Respuesta :
1. The Tomek Company's predetermined factory overhead rate for the current year is $5 per direct labor hour.
2. The total amount of underapplied overhead is $13,500.
3. The journal entry to transfer the underapplied overhead to the Cost of Goods Sold account is as follows:
Journal Entry:
Debit Cost of Goods Sold $13,500
Credit Factory Overhead (underapplied) $13,500
What is the predetermined overhead rate?
The predetermined overhead rate allocates manufacturing overhead costs to cost objects (product or service units) based on estimated overhead costs and estimated allocation base.
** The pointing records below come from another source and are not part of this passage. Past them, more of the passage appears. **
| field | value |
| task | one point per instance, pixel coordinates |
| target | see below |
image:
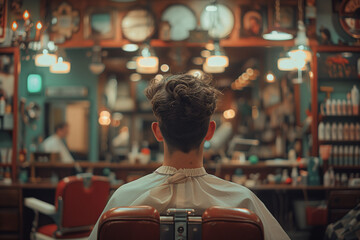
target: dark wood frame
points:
(16, 55)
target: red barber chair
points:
(78, 204)
(144, 222)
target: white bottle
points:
(327, 179)
(294, 176)
(349, 105)
(332, 177)
(352, 132)
(351, 155)
(333, 107)
(355, 100)
(357, 132)
(338, 107)
(321, 132)
(335, 152)
(334, 132)
(346, 155)
(327, 132)
(2, 106)
(340, 133)
(328, 107)
(341, 155)
(346, 132)
(344, 107)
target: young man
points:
(183, 105)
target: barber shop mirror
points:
(72, 118)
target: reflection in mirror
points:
(76, 115)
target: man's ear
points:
(211, 131)
(156, 130)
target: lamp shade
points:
(45, 59)
(213, 69)
(277, 35)
(61, 67)
(147, 65)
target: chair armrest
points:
(40, 206)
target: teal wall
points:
(78, 76)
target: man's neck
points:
(178, 159)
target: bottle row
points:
(344, 155)
(343, 179)
(342, 107)
(339, 131)
(5, 155)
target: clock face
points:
(137, 25)
(218, 20)
(181, 19)
(349, 17)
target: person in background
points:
(183, 106)
(56, 143)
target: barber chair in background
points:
(78, 204)
(144, 222)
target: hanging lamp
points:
(277, 33)
(147, 62)
(301, 49)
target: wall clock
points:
(181, 19)
(65, 21)
(349, 15)
(138, 25)
(218, 19)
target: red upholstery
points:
(231, 223)
(82, 206)
(131, 223)
(49, 230)
(143, 223)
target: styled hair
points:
(183, 105)
(60, 126)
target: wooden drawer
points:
(9, 220)
(344, 199)
(9, 197)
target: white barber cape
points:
(193, 188)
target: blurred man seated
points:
(56, 143)
(183, 106)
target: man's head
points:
(183, 105)
(62, 129)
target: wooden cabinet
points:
(10, 212)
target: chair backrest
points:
(131, 223)
(80, 200)
(231, 223)
(143, 222)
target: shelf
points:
(345, 118)
(342, 80)
(337, 48)
(339, 142)
(344, 167)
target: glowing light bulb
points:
(270, 77)
(14, 26)
(26, 15)
(38, 25)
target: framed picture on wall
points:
(288, 16)
(3, 11)
(99, 24)
(253, 21)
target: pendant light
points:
(217, 59)
(44, 58)
(60, 67)
(277, 33)
(301, 49)
(147, 62)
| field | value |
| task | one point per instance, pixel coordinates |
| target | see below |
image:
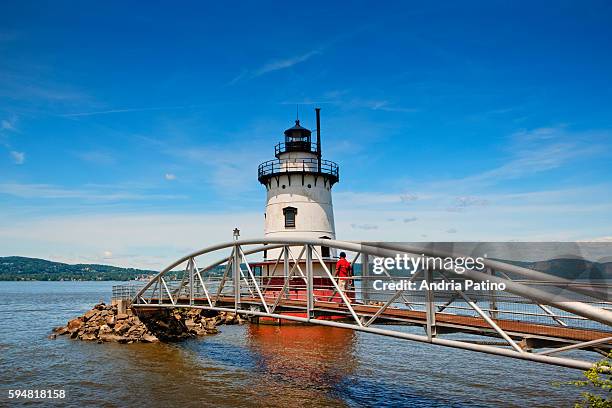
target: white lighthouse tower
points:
(298, 184)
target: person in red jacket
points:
(343, 271)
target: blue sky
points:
(131, 134)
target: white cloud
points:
(8, 124)
(276, 65)
(90, 193)
(286, 62)
(18, 157)
(149, 241)
(97, 157)
(364, 226)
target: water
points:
(250, 365)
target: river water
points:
(249, 365)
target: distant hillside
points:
(16, 268)
(570, 268)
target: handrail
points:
(297, 165)
(284, 147)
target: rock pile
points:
(103, 323)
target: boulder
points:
(88, 336)
(90, 314)
(74, 324)
(149, 338)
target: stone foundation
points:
(106, 323)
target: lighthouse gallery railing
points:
(306, 165)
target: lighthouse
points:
(299, 188)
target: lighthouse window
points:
(289, 213)
(324, 249)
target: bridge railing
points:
(300, 285)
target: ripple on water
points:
(251, 365)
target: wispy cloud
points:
(364, 226)
(18, 157)
(86, 193)
(97, 157)
(127, 110)
(277, 65)
(9, 124)
(285, 63)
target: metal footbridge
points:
(537, 317)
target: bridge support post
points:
(430, 306)
(492, 298)
(309, 282)
(236, 277)
(190, 270)
(286, 271)
(365, 278)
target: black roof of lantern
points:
(298, 139)
(297, 130)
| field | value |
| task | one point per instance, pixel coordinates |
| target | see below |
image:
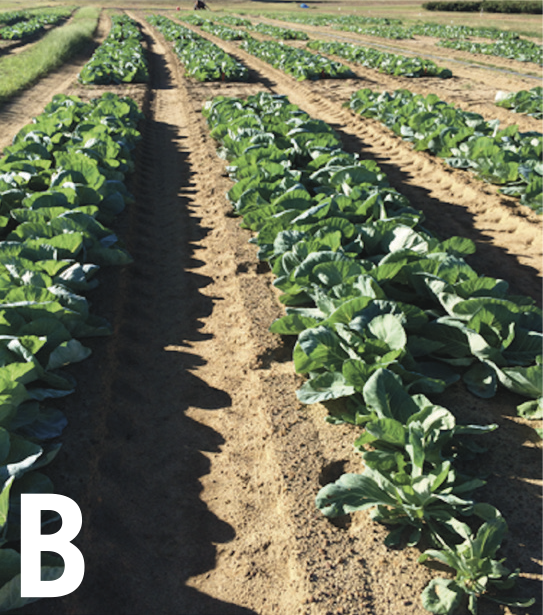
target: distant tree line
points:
(487, 6)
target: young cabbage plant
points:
(412, 496)
(478, 573)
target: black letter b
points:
(33, 543)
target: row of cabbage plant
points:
(61, 182)
(202, 59)
(120, 58)
(298, 63)
(383, 61)
(33, 24)
(384, 314)
(465, 140)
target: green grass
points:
(19, 71)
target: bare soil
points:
(193, 463)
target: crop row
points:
(385, 62)
(201, 59)
(518, 49)
(36, 23)
(464, 139)
(397, 28)
(298, 63)
(61, 181)
(384, 313)
(529, 102)
(120, 58)
(279, 33)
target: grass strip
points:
(19, 71)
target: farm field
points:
(193, 462)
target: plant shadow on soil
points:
(445, 219)
(131, 458)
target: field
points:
(187, 451)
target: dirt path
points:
(18, 111)
(193, 463)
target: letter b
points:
(33, 543)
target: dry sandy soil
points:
(193, 463)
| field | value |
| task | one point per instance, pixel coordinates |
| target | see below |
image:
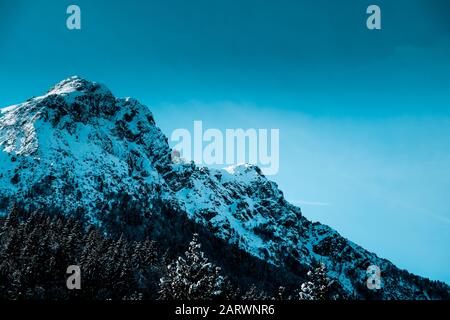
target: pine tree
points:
(192, 277)
(318, 285)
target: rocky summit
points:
(78, 148)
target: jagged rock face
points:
(77, 147)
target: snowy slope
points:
(78, 147)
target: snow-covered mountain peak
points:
(78, 84)
(79, 149)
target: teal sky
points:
(364, 116)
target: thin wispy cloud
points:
(309, 203)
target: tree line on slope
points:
(36, 249)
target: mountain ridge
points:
(77, 148)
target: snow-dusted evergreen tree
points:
(318, 285)
(192, 277)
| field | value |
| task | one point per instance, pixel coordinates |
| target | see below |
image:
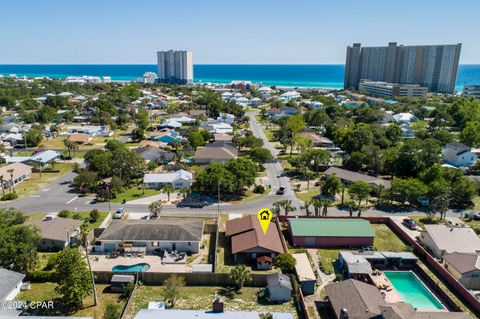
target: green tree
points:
(73, 278)
(285, 262)
(171, 290)
(359, 191)
(240, 275)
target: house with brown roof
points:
(56, 233)
(355, 299)
(219, 152)
(248, 242)
(79, 138)
(465, 267)
(14, 173)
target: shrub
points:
(64, 213)
(259, 189)
(9, 196)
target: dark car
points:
(410, 224)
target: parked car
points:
(119, 213)
(410, 224)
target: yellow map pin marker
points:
(264, 217)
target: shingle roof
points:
(247, 234)
(463, 262)
(161, 229)
(361, 300)
(56, 228)
(9, 280)
(331, 227)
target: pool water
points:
(412, 290)
(132, 268)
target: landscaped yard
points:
(386, 240)
(200, 298)
(36, 183)
(46, 292)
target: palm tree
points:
(239, 275)
(326, 203)
(2, 180)
(84, 240)
(10, 171)
(155, 208)
(168, 189)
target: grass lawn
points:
(46, 292)
(134, 193)
(200, 298)
(386, 240)
(326, 258)
(36, 183)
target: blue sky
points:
(245, 31)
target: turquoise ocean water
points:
(312, 75)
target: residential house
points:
(404, 118)
(155, 154)
(205, 314)
(56, 233)
(349, 177)
(171, 234)
(11, 284)
(180, 179)
(41, 158)
(465, 267)
(359, 264)
(458, 155)
(279, 288)
(305, 274)
(355, 299)
(249, 242)
(94, 130)
(222, 138)
(19, 173)
(219, 152)
(226, 118)
(290, 95)
(442, 240)
(318, 140)
(331, 232)
(166, 135)
(79, 138)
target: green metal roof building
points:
(330, 232)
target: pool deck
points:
(386, 288)
(106, 264)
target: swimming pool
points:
(412, 290)
(131, 268)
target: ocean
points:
(294, 75)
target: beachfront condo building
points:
(431, 66)
(390, 90)
(175, 67)
(472, 91)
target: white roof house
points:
(442, 240)
(404, 118)
(179, 179)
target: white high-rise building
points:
(175, 67)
Using the predetermined rate may give rise to overapplied or underapplied overheads with adjustments to the Cost of Goods Sold.
Data and Calculations:
Budgeted total factory overhead = $305,000
Budgeted total direct labor hours = 61,000
Predetermined overhead rate = $5 ($305,000/61,000)
Actual factory overhead $ 321,000
Actual direct labor hours 61,500
1. The Tomek Company's predetermined factory overhead rate for the current year is $5 per direct labor hour.
2. The total amount of underapplied overhead is $13,500 ($321,000 - $307,500).
Thus, since there was an underapplied overhead, the Cost of Goods Sold will be debited with $13,500 while the Factory Overhead is credited to close the underapplied overhead.